ARK's work for the River Kennet to flow further downstream
At the AGM of Action for the River Kennet (ARK) its director, Charlotte Hitchmough, announced that, in line with their strategy to become more active in the middle and downstream reaches of the Kennet, they will soon be recruiting a new member of staff to run projects between Hungerford and Reading.
The meeting was held on Thursday (November 9) in the Town Hall - where ARK held its first meeting twenty-seven years ago.
The charity noted 'with great pleasure' that Thames Water has reduced the quantity of water abstracted from the River Kennet, which has been one of the group’s key campaign targets. ARK’s Chairman Richard Clarke: "This is a real cause for celebration, as is Thames Water’s ambition to perform better than the new abstraction licence requires".
He reminded the audience that as less water is being exported to Swindon it is important that people along the Kennet Valley play their part by using only the water they need.
The ARK committee and members recognised the important part volunteers play in keeping the river in good health. ARK's 2017 Volunteer of the Year awards were presented to two equally worthy winners Dr Rodney Owen Jones and Judy Pitts.

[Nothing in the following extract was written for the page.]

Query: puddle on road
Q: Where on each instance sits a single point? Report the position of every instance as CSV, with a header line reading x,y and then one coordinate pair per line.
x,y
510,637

As well as appearing on Country File as a one of ARK's Marlborough volunteers, Rodney Owen Jones has been monitoring 18 river fly sites every month for the last five years. The data he has collected form a critical part of ARK’s understanding of the state of the river, and an early warning of pollution.
Judy Pitts has been volunteering with ARK for more than four years. She works with school groups as well as monitoring riverflies, water voles, trout spawning and water quality and helping with practical tasks and keeping an eye on ARK’s livestock.

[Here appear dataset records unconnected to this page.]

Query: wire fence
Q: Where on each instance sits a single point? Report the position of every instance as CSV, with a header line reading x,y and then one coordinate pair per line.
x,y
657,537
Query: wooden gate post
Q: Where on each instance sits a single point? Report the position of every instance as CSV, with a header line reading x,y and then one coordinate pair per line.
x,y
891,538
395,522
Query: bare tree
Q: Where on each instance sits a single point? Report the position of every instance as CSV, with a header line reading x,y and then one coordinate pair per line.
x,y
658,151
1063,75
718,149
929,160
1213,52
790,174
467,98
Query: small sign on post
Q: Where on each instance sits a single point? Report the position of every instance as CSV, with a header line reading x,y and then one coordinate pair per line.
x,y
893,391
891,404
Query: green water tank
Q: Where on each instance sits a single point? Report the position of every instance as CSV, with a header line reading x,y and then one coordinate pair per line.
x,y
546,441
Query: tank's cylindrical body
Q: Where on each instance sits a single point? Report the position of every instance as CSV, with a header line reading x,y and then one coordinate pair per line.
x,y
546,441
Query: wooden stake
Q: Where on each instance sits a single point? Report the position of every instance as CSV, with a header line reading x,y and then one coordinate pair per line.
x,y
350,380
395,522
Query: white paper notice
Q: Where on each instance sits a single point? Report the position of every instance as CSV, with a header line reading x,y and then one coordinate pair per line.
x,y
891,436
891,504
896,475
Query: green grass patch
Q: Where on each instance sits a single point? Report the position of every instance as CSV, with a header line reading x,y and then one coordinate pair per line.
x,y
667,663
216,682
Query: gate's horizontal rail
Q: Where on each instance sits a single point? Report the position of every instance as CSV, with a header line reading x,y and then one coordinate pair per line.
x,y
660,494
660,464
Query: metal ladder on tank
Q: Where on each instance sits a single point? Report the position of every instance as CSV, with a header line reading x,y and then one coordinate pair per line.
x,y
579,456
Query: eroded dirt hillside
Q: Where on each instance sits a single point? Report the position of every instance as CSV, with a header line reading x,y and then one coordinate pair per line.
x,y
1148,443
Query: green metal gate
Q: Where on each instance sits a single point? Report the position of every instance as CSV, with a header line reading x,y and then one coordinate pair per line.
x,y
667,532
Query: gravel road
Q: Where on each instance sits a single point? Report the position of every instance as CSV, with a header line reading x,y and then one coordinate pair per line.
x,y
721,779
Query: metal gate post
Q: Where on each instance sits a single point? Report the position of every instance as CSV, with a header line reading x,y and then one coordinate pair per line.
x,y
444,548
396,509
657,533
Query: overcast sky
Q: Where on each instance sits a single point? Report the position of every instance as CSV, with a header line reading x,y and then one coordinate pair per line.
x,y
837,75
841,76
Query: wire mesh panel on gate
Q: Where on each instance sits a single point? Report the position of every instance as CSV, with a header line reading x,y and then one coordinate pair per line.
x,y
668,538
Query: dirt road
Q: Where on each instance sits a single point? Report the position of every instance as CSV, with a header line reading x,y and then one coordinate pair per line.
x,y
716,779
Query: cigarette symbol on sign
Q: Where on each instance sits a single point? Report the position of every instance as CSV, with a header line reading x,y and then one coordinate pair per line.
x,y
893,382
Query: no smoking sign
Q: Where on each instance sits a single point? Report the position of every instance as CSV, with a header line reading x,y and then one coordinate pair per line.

Judy and Rodney’s input represent just some of the 6,500 hours donated by ARK volunteers in 2016-17.
The audience at the meeting - which included Kennet Valley residents, river keepers, riparian owners, volunteers and ARK members - heard Del Shackleford from Reading and District Anglers explain his Kennet roach breeding project, which is helping to bolster the population of this important fish in the river.